公開日:2024年1月19日

ソウルのオルタナティヴシーンの現在と課題──ユ・ジウォンに聞く【連載】オルタナティヴの複数性:アジア各地におけるアートシーンの現在地

The 5th Floorのディレクター、岩田智哉による連載第1回。リウム美術館のキュレーターであり、Yellow Pen Clubのメンバーのひとりでもあるユ・ジウォン氏を迎える本記事は、ソウルのオルタナティヴ・アートシーンに迫る。

ユ・ジウォン

オルタナティヴとは、美術館などのインスティテューション(制度・機関)に対して、独自のエコシステムを作り出そうとする試みである。
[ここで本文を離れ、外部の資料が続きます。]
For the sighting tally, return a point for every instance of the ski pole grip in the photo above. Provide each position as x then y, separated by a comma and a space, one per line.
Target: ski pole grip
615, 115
しかし一口にオルタナティヴといっても、その活動は周囲の環境やその対立軸となるインスティテューションのあり方によって様々である。自身も東京でオルタナティヴ・スペース、The 5th Floorのディレクターを務める岩田智哉による本連載は、アジアを中心とした海外各地のオルタナティヴなシーンで活動する若手キュレーターへのインタビューを通じて、それぞれのローカルの文脈ごとに異なるオルタナティヴな実践を明らかにし、また各地のカッティング・エッジなアートシーンやそのキュラトリアル実践の実態へと迫る。【Tokyo Art Beat】

Yellow Pen ClubとYPC SPACE──展覧会だけではない、コレクティヴ・ラーニングの場としてのスペース

──連載の1回目として、美術館でキュレーターを務めるいっぽう、ソウルで自身のスペースを共同運営されており、インスティテューションとオルタナティヴの両側面からソウルのアートシーンに携わっているジウォンさんにインタビューしたいと思いました。ジウォンさんは現在はリウム美術館のキュレーターとして、韓国の若手アーティストの紹介に加え、長期間のリサーチに基づく展覧会企画を行っています。また、アート・ライターによるコレクティヴであるYellow Pen Club(以下、YPC。2016〜)のメンバーとして活動し、プログラム/ギャラリー・スペースであるYPC SPACEの共同ディレクターを務めています。まずはYPCの紹介からインタビューを始められればと思います。YPCがどのように活動を始めたのか教えていただけますか?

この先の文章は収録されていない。